In 2012, colomon++ implemented most of the then Set / Bag specification in Niecza and Rakudo, and blogged about it last year.
Then in May this year, it became clear that there was a flaw in the implementation that prohibited creating Sets of Sets easily. In June, colomon++ re-implemented Sets and Bags in Niecza using the new views on the spec. And I took it upon myself to port these changes to Rakudo. And I was in for a treat (in the Bertie Bott’s Every Flavour Beans kind of way).
Texan versus (non-ASCII) Unicode
Although the Set/Bag modules were written in Perl 6, there were some barriers to conquer: it was not as simple as a copy-paste operation. First of all, all Set operators were implemented in their Unicode form in Niecza foremost, with the non-Unicode (ASCII) versions (aka Texan versions) implemented as a dispatcher to the Unicode version. At the time, I was mostly developing in rakudo on Parrot. And Parrot has this performance issues with parsing code that contains non-ASCII characters (at any place in the code, even in comments). Therefore, the old implementation of Sets and Bags in Rakudo, only had the Texan versions of the operators. So I had to carefully figure out which Unicode operator in the Niecza code (e.g. ⊆) matched which Texan operator (namely (<=)) in the Rakudo code, and make the necessary changes.
Then I decided: well, why don’t we have Unicode operators for Sets and Bags in Rakudo either? I mentioned this on the #perl6 channel, and I think it was jnthn++ who pointed out that there should be a way to define Unicode operators without actually having to use Unicode characters. After trying this, and having jnthn++ fix some issues in that area, it was indeed possible.
So how does that look?
# U+2286 SUBSET OF OR EQUAL TO only sub infix:<<"\x2286">>($a, $b --> Bool) { $a (<=) $b; }
One can only say: Yuck! But it gets the job done. So now one can write:
$ perl6 -e 'say set( <a b c> ) ⊆ set( <a b c d> )' True
Note that Parcels (such as <a b c>) are automatically upgraded to Sets by the set operators. So one can shorten this similar statement to:
$ perl6 -e 'say <a b c> ⊆ <a b d>' # note missing c False
Of course, using the Unicode operator in Rakudo comes at the expense of an additional subroutine call. But that’s for some future optimizer to take care of.
Still no bliss
But alas, the job was still not done. The implementation using Hash in Rakudo, would not allow Sets within Sets yet still. It would look like it worked, but that was only because the stringification of a Set was used as a key in another set. So, when you asked for the elements of such a Set of Sets, you would get strings back, rather than Sets.

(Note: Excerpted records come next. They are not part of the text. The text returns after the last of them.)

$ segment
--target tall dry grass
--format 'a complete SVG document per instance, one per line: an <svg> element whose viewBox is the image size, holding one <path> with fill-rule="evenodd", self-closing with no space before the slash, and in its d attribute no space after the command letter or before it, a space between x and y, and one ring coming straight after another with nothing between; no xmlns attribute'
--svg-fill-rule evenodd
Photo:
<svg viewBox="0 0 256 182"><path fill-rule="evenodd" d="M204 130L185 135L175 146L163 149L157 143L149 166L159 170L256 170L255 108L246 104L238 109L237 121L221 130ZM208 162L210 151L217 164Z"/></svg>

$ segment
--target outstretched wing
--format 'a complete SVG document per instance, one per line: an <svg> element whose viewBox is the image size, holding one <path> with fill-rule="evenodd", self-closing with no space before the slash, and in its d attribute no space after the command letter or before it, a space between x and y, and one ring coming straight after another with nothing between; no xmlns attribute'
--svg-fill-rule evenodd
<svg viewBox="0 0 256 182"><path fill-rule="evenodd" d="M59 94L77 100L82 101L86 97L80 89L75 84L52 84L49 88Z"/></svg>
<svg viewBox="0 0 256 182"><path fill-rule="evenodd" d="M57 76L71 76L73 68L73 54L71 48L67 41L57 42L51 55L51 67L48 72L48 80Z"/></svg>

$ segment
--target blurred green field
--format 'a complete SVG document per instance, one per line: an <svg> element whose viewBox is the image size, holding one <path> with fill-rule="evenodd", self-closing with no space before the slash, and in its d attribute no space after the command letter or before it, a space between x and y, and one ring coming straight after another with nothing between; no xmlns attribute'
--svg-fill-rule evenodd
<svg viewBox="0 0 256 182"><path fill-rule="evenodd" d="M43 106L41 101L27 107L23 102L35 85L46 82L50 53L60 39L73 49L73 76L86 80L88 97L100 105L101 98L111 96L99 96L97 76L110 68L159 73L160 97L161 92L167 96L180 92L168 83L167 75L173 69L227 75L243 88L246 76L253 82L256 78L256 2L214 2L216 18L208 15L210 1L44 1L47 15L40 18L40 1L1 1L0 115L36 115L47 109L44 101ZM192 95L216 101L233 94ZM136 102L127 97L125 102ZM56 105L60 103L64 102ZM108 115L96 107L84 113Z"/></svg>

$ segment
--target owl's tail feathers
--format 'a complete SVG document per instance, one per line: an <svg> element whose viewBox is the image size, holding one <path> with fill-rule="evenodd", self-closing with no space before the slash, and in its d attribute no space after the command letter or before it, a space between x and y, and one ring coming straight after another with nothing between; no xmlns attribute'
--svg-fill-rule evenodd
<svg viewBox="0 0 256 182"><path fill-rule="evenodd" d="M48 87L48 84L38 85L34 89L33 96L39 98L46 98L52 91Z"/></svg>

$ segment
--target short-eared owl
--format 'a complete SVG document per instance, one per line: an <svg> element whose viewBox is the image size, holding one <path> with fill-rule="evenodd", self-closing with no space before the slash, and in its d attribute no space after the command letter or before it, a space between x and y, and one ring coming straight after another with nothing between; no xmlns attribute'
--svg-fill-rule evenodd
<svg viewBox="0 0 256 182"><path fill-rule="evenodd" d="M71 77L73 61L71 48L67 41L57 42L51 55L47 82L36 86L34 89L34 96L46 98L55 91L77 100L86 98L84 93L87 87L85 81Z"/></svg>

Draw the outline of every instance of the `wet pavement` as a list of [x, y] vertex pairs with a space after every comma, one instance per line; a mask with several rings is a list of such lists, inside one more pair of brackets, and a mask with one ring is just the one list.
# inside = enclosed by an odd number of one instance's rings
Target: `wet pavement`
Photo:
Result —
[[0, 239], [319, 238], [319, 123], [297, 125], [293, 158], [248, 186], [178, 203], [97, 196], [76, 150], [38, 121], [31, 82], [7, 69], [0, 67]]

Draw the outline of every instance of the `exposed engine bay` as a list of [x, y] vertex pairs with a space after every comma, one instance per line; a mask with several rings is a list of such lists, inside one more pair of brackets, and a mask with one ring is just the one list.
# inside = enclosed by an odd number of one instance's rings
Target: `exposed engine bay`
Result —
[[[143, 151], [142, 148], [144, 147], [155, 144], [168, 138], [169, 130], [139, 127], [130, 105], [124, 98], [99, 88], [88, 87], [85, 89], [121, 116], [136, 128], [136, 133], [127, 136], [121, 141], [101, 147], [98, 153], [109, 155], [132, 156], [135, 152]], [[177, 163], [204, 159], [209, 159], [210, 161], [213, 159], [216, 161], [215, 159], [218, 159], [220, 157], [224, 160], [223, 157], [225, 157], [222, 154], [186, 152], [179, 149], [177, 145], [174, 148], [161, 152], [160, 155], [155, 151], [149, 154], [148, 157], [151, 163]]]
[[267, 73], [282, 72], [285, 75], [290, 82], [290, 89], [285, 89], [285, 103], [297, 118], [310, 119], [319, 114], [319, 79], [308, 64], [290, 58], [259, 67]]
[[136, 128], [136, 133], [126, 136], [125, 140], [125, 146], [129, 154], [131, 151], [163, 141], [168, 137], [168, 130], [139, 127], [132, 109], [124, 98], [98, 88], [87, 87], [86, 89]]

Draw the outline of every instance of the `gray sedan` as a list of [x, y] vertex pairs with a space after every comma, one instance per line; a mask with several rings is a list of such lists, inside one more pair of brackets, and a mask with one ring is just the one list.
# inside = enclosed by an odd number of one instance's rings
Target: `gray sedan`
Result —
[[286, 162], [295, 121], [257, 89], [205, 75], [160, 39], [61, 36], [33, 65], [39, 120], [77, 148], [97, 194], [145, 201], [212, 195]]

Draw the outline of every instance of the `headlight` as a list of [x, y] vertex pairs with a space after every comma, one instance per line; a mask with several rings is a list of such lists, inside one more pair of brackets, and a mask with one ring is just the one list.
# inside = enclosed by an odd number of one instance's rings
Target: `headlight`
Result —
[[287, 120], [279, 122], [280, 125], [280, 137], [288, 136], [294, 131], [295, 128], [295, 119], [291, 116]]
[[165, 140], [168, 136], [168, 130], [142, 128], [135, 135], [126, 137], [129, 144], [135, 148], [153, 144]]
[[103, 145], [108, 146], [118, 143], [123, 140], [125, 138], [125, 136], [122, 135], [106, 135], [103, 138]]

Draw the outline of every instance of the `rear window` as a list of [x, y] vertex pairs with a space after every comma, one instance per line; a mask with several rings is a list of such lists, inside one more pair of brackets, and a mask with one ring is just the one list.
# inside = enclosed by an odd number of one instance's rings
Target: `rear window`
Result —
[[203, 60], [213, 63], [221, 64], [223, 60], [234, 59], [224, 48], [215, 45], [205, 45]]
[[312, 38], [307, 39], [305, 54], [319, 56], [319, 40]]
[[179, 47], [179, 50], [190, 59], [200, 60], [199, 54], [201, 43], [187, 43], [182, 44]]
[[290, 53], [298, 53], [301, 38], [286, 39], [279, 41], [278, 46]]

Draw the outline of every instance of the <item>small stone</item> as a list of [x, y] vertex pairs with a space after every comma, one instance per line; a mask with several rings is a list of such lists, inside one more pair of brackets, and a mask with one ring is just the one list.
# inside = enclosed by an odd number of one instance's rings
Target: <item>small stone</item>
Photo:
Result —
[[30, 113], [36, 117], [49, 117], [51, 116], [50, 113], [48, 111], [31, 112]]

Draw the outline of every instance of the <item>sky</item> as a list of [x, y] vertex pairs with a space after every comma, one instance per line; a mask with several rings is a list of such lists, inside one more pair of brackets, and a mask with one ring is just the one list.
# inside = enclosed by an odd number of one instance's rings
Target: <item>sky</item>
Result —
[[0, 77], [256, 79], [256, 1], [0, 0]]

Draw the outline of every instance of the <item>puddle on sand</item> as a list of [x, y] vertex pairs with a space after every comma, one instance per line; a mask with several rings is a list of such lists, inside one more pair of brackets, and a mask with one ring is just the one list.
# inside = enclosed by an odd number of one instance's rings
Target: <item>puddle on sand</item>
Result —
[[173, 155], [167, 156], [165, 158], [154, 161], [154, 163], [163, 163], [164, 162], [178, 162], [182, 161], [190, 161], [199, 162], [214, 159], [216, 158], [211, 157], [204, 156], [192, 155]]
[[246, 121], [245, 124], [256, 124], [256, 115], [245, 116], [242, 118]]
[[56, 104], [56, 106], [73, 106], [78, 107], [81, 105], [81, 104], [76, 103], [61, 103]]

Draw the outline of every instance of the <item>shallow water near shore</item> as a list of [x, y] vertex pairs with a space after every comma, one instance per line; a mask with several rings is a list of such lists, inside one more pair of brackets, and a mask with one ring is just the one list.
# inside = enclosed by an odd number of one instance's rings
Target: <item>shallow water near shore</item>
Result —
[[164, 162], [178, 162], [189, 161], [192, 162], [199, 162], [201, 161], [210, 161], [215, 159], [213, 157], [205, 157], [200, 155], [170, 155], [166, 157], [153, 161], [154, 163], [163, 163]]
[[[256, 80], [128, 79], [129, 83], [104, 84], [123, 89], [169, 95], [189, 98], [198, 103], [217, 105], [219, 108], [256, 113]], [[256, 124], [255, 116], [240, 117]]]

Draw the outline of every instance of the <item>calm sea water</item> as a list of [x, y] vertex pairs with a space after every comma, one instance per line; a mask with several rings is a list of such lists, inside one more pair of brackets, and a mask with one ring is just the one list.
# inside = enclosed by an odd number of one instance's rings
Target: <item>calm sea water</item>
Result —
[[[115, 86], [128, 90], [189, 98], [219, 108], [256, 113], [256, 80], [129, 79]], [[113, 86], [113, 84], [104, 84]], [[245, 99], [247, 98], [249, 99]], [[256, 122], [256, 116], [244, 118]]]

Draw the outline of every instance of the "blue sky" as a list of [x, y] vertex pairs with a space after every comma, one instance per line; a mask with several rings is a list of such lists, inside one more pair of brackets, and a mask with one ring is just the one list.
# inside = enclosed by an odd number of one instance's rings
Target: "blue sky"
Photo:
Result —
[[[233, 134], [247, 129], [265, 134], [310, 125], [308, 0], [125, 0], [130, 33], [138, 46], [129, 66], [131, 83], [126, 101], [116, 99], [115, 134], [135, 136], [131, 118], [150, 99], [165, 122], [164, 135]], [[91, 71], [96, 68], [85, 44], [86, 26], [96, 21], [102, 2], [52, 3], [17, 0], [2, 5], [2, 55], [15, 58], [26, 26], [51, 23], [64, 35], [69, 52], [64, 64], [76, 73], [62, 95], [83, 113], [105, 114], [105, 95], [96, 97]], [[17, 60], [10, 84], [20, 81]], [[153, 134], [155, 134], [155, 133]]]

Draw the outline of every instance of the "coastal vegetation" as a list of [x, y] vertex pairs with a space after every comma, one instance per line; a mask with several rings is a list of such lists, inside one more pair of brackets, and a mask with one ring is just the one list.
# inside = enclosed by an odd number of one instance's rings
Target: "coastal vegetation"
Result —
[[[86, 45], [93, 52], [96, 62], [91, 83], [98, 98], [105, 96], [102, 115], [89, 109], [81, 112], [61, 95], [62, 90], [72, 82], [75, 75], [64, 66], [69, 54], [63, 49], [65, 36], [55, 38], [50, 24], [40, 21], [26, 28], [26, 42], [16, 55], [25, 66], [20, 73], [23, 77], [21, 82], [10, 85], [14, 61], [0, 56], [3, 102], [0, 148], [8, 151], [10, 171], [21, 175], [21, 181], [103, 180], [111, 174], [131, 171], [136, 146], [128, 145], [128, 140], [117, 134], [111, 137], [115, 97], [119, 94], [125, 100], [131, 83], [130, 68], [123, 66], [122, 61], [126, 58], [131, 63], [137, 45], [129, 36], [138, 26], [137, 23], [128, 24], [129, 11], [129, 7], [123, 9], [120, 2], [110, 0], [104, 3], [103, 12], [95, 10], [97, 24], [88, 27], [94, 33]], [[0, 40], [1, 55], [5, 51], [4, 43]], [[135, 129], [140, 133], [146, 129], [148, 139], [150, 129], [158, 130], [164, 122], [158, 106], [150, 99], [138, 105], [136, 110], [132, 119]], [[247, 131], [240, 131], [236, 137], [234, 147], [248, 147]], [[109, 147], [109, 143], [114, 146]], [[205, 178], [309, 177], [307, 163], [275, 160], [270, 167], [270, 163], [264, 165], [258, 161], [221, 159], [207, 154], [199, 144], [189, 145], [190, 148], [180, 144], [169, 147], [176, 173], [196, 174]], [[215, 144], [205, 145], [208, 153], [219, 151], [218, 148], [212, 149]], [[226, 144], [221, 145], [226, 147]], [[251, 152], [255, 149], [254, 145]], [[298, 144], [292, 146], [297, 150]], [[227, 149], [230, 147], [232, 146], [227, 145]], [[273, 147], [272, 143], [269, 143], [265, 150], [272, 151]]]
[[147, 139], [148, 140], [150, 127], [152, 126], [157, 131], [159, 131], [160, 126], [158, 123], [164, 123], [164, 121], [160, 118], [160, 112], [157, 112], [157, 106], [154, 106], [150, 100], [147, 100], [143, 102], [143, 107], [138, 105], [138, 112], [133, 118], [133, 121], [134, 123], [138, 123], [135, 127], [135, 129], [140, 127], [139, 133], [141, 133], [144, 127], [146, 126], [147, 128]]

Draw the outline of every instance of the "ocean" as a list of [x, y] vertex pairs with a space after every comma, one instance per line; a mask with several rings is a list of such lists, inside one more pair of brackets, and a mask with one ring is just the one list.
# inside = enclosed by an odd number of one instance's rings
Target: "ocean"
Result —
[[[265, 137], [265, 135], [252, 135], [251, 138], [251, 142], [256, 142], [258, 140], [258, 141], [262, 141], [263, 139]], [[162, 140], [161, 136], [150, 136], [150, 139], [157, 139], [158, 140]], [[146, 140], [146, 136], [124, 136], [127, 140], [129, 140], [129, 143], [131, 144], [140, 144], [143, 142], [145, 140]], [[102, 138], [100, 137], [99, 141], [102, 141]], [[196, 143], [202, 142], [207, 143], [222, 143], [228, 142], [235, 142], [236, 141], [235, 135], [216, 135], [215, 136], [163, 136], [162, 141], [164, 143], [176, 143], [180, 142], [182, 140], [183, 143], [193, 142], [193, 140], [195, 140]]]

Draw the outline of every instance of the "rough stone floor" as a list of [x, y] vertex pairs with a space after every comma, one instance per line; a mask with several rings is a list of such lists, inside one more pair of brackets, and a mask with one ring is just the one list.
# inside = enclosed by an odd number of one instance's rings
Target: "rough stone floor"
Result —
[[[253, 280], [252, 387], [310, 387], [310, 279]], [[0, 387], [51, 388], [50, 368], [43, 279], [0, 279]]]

Rakudo allows objects to be used as keys (and still remain objects), by mixing in the TypedHash role into a Hash, so that .keys returns objects, rather than strings. Unfortunately, using the TypedHash role is only completely functional for user programs, not when building the Perl 6 internals using Perl 6, as is done in the core settings. Bummer.
However, the way TypedHash is implemented, could also be used for implementing Sets and Bags. For Sets, there is simply an underlying Hash, in which the key is the .WHICH value of the thing in the set, and the value is the thing. For Bags, that became a little more involved, but not a lot: again, the key is the .WHICH of the thing, and the value is a Pair with the thing as the key, and the count as the value. So, after refactoring the code to take this into account as well, it seemed I could finally consider this job finished (at least for now).
It’s all about values
Then, the nitty gritty of the Set spec struck again.
"they are subject to === equality rather than eqv equality"
What does that mean?
$ perl6 -e 'say <a b c> === <a b c>' False $ perl6 -e 'say <a b c> eqv <a b c>' True
In other words, because any Set consisting of <a b c> is identical to any other Set consisting of <a b c>, you would expect:
$ perl6 -e 'say set(<a b c>) === set(<a b c>)' False
to return True (rather than False).
Fortunately, there is some specification that comes in aid. It’s just a matter of creating a .WHICH method for Sets and Bags, and we’re set. So now:
$ perl6 -e 'say set(<a b c>) === set(<a b c>)’ True
just works, because:
$ perl6 -e 'say set(<a b c>).WHICH; say set(<a b c>).WHICH' Set|Str|a Str|b Str|c Set|Str|a Str|b Str|c
shows that both sets, although defined separately, are really the same.
Oh, and some other spec changes
In October, Larry invoked rule #2 again, but those changes were mostly just names. There’s a new immutable Mix and mutable MixHash, but you could consider those just as Bags with floating point weights, rather than unsigned integer weights. Creating Mix was mostly a Cat license job.
Conclusion
Sets, Bags, Mixes, and their mutable counterparts SetHash, BagHash and MixHash, are now first class citizens in Perl 6 Rakudo. So, have fun with them!